Horror Wears Blue | |
Author: | Lin Carter |
Cover Artist: | Candy Jernigan |
Country: | United States |
Language: | English |
Series: | Zarkon series |
Genre: | Science fiction |
Publisher: | Doubleday |
Release Date: | 1987 |
Media Type: | Print (hardcover) |
Pages: | 174 |
Isbn: | 0-385-12504-6 |
Preceded By: | The Earth-Shaker |
Horror Wears Blue is a science fiction novel by American writer Lin Carter, the fifth and last in his "Zarkon, Lord of the Unknown" series. It was first published in hardcover by Doubleday in November 1987. An ebook edition was issued by Thunderchild Publishing in December 2017.
A warehouse robbery in London perplexes Scotland Yard. The perpetrators, dubbed the "Blue Men," seem impervious to bullets and other conventional weaponry, and are even unaffected by deadly gases. This is merely the first of their brazen crimes; they strike again and again, apparently unstoppable. Called in from Knickerbocker City, Prince Zarkon and his Omega Crew come to the rescue. They discover the mastermind behind the Blue Men is the mad scientist known as Vulture, who clothes them in their impenetrable blue auras.
Outsmarting the protagonists time and again, the Vulture eventually oversteps when he has the Blue Men kidnap Zarkon's associates Scorchy Muldoon and Joey Weston. Turning the tables on him, the Omega Crew succeed in destroying his organization, though the Vulture himself escapes.
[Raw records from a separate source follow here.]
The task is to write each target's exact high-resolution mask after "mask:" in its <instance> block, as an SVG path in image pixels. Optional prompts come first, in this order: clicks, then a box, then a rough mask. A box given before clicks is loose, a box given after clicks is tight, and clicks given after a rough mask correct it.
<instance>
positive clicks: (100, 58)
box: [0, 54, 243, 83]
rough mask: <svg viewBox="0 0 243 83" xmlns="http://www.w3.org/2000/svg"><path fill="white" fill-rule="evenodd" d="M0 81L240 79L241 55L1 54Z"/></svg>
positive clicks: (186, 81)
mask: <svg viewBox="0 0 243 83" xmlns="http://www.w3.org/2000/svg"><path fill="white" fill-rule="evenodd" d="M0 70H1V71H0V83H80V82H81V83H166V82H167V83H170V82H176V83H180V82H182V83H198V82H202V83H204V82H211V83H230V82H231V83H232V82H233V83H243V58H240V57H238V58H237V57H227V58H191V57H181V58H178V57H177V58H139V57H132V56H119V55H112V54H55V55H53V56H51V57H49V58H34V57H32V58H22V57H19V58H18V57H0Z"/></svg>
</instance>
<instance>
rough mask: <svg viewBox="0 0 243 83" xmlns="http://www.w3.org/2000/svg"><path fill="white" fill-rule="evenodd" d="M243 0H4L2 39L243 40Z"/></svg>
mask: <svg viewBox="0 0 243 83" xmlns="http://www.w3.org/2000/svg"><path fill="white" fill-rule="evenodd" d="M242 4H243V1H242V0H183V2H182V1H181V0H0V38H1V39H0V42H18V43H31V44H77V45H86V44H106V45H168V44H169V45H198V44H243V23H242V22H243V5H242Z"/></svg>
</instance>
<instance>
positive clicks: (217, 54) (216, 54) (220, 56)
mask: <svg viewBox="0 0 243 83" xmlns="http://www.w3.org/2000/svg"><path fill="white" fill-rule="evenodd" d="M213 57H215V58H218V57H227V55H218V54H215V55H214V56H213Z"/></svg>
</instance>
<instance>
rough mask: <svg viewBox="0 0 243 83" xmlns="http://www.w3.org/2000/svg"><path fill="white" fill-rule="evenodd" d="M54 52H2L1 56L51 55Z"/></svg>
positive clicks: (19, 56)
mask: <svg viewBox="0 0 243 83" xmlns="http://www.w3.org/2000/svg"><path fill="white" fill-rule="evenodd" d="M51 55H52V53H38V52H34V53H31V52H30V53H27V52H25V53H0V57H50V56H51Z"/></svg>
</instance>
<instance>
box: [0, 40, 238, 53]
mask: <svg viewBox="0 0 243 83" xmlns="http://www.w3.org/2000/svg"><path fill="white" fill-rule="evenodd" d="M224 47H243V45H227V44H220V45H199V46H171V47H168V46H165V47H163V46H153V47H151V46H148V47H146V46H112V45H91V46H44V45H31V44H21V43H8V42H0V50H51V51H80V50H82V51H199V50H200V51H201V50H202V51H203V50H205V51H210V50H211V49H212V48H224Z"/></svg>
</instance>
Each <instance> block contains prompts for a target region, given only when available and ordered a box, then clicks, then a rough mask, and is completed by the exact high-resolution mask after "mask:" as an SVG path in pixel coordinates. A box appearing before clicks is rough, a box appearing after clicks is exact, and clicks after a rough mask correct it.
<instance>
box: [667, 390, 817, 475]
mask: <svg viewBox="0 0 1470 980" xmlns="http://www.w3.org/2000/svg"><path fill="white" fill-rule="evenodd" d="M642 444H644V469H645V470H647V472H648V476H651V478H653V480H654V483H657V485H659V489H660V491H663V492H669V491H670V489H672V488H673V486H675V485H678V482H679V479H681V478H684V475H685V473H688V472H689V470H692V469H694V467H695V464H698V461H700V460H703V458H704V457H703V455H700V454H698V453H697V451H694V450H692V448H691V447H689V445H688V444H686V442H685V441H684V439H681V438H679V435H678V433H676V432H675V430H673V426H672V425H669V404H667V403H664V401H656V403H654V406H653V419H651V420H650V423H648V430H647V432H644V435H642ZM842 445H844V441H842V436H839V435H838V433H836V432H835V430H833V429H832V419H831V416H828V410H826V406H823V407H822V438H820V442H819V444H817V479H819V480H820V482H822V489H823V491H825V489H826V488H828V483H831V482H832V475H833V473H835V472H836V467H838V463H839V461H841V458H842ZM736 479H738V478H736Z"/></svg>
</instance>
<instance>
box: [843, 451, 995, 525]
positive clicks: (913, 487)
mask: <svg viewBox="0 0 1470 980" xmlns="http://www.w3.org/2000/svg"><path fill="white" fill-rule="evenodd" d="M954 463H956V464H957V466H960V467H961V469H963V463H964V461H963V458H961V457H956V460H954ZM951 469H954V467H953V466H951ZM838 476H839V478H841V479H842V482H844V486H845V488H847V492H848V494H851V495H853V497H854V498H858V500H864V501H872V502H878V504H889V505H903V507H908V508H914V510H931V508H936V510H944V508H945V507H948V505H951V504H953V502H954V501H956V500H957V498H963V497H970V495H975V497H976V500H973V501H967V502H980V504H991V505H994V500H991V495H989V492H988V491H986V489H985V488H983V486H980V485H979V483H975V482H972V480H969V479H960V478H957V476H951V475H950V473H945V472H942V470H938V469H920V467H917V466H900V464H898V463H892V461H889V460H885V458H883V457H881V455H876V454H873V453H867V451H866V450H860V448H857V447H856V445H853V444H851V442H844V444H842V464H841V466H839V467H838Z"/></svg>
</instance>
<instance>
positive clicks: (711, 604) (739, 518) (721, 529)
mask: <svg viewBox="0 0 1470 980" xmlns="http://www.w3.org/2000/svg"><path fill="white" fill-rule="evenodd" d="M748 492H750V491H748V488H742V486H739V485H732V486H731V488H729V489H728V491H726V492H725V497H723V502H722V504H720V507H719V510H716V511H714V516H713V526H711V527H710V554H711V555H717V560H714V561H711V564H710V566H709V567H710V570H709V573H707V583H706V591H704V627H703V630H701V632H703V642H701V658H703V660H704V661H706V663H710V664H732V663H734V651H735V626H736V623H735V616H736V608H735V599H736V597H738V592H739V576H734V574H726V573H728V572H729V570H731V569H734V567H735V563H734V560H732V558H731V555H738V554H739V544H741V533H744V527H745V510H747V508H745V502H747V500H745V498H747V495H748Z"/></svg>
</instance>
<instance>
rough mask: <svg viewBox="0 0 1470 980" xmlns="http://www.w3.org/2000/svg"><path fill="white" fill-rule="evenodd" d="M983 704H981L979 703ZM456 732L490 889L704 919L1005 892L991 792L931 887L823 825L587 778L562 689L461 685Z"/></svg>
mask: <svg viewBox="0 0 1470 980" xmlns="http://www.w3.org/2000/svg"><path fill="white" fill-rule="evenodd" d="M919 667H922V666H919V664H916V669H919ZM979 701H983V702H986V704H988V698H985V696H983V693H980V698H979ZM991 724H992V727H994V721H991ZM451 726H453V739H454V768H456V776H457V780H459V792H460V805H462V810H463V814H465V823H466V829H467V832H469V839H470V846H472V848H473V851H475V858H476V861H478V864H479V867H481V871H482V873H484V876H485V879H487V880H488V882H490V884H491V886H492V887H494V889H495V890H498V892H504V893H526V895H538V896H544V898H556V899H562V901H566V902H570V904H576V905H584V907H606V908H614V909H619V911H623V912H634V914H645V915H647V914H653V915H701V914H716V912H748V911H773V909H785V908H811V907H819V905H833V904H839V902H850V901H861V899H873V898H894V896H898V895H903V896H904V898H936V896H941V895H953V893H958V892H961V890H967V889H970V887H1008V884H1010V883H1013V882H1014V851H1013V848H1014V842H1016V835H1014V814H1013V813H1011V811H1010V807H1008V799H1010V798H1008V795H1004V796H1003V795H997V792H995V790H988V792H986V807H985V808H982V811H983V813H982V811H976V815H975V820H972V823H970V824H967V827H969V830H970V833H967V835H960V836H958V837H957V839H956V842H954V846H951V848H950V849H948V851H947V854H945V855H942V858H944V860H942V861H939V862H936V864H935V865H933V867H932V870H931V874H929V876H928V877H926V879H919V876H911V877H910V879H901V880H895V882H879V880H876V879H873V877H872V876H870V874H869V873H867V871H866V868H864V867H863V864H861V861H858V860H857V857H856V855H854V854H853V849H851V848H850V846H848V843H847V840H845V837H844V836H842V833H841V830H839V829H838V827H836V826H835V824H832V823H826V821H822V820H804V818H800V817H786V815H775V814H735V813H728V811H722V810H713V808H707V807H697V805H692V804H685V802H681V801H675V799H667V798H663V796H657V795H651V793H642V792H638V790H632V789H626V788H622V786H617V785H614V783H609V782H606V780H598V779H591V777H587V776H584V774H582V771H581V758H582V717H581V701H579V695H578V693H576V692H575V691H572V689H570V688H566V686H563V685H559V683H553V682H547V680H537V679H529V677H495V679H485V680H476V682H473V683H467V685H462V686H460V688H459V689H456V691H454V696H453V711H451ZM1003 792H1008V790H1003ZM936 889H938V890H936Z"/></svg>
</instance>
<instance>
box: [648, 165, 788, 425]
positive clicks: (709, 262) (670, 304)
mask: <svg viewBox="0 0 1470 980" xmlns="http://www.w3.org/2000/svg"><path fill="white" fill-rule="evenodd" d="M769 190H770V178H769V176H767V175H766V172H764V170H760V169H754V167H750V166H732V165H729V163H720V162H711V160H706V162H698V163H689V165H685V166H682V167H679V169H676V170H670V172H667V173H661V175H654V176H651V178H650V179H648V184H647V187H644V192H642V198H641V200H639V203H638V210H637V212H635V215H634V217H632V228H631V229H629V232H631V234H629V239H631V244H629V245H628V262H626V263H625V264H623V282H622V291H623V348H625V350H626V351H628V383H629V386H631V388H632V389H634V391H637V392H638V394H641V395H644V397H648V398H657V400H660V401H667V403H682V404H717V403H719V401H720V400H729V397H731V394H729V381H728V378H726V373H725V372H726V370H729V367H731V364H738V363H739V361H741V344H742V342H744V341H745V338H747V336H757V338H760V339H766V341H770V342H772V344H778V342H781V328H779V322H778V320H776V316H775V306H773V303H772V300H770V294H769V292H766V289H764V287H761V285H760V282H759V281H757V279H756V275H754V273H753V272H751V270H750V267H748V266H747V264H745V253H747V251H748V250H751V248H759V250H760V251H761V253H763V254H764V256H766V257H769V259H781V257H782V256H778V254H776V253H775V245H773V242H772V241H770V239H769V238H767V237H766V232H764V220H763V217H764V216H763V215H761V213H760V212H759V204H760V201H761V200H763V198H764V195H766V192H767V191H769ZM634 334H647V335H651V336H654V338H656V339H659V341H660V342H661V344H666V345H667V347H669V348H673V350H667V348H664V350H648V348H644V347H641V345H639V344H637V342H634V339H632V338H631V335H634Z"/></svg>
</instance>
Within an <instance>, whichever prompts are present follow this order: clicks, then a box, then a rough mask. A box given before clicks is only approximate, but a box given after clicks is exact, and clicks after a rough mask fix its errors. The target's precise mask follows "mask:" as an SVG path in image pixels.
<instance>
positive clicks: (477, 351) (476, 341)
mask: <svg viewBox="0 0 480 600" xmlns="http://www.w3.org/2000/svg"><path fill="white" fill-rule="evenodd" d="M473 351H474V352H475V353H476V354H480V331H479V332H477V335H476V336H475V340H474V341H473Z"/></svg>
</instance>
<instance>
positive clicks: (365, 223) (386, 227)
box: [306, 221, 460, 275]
James B. Hemesath feels the book "enjoyable, lightweight reading, ideally suited for a dreary winter weekend," but "[n]evertheless, this is not a novel on which to spend your least $12.95." He calls it "[n]ot without its small pleasures, [with] a nice sense of London and its surrounding countryside." He notes that "[n]ames of characters and bits of humor drawn from pulp-era writing abound for those readers interested in such things," observing that the book title itself "involves a rather clever joke." He also praises the jacket art as "suited to the title and the story," and "above average for Doubleday." Summing up, Hemesath thinks the novel "might be recommended for younger readers as a present-day introduction to the pulp-style storytelling that was so popular in the bygone days ... [b]ut for the rest of us, [it] is at best a passable diversion."[1]
Robert M. Price characterizes the Zarkon series as "five delightful novels ... Lin Carter's loving homage to Doc Savage and his creator Lester Dent." They celebrate "'the gloriously fourth-rate,' the pulps, radio, comics, and movies he loved as a kid." He notes that "[t]he novels manage quite successfully to walk the tightrope between salute and parody," and "the humor never seems to impede or undermine the action." While "[i]t is not difficult to pick out a flaw here and there" and the series is "not entirely free from Carter's later-career sloppiness ... on the whole these books are vastly superior to much of what else he was writing during the same period. The Zarkon novels all command a crisp, snappy prose, sometimes reminiscent of Lester Dent's."[2]
The book was also reviewed by Don D'Ammassa in Science Fiction Chronicle #101, February 1988, and anonymously in Pulp Vault, February 1988.
Robert M. Price suggest the author may have lifted the name of the novel's antagonist from the Spider-Man villain of the same name. Carter had written scripts for the Spider-Man animated TV series in the late 1960s.[3]
At the end of the novel, the author announces an upcoming sequel, The Moon Menace, that was never in fact published. According to Robert M. Price, Carter only completed three chapters and a synopsis of the remainder before his untimely passing. It was to feature the Vulture returning to join with Zarkon's recurring foe Lucifer in a plot to take Zarkon captive and divide the world between them. They were ultimately to be thwarted (as in Carter's 1975 Callisto novel Lankar of Callisto) by the actions of a loyal dog.[3]